A administração pública digital é um dos pilares das Smart Cities, mas só será bem-sucedida se garantir inclusão e apoio. A digitalização não pode ser um novo tipo de burocracia, apenas com rosto diferente. E, infelizmente, isso continua a acontecer em demasiados casos. Muitas soluções são pensadas de cima para baixo, ignorando a diversidade sociocultural e as reais condições de vida de grande parte da população.
Se queremos territórios mais inteligentes, precisamos de um planeamento com base em dados, sim, mas também com base na escuta ativa. O utilizador – o cidadão – tem de ser envolvido na definição das prioridades e das soluções. Os canais de participação digital são importantes, mas devem ser acompanhados de processos claros de responsabilização: não basta ouvir; é preciso agir em função do que se ouve.
Ao mesmo tempo, é urgente repensar a narrativa política sobre a inovação urbana e rural.
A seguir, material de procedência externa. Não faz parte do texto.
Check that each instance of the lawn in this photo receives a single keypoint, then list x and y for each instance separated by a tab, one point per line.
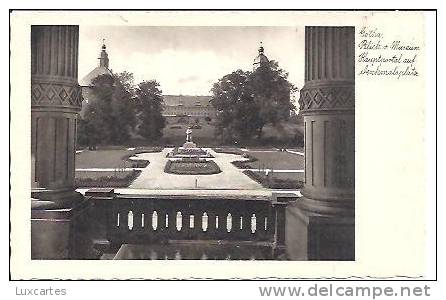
276	160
As Smart Cities não podem ser uma montra tecnológica para captar investimento ou votos; devem ser instrumentos de coesão territorial e justiça social. Cada euro investido em tecnologia deve corresponder a um ganho concreto para a população – seja em mobilidade, saúde, ambiente, segurança ou cidadania.
Em última análise, a verdadeira cidade inteligente é aquela que melhora a vida de quem nela habita, independentemente de onde vive, da idade que tem ou do nível de literacia digital que possui. O foco não pode estar na tecnologia pela tecnologia, mas sim no seu impacto real na vida das pessoas.
E é por isso que temos de recentrar o debate: as Smart Cities, tal como as Smart Aldeias, só serão verdadeiramente inteligentes quando forem vistas – e sentidas – na ótica do utilizador.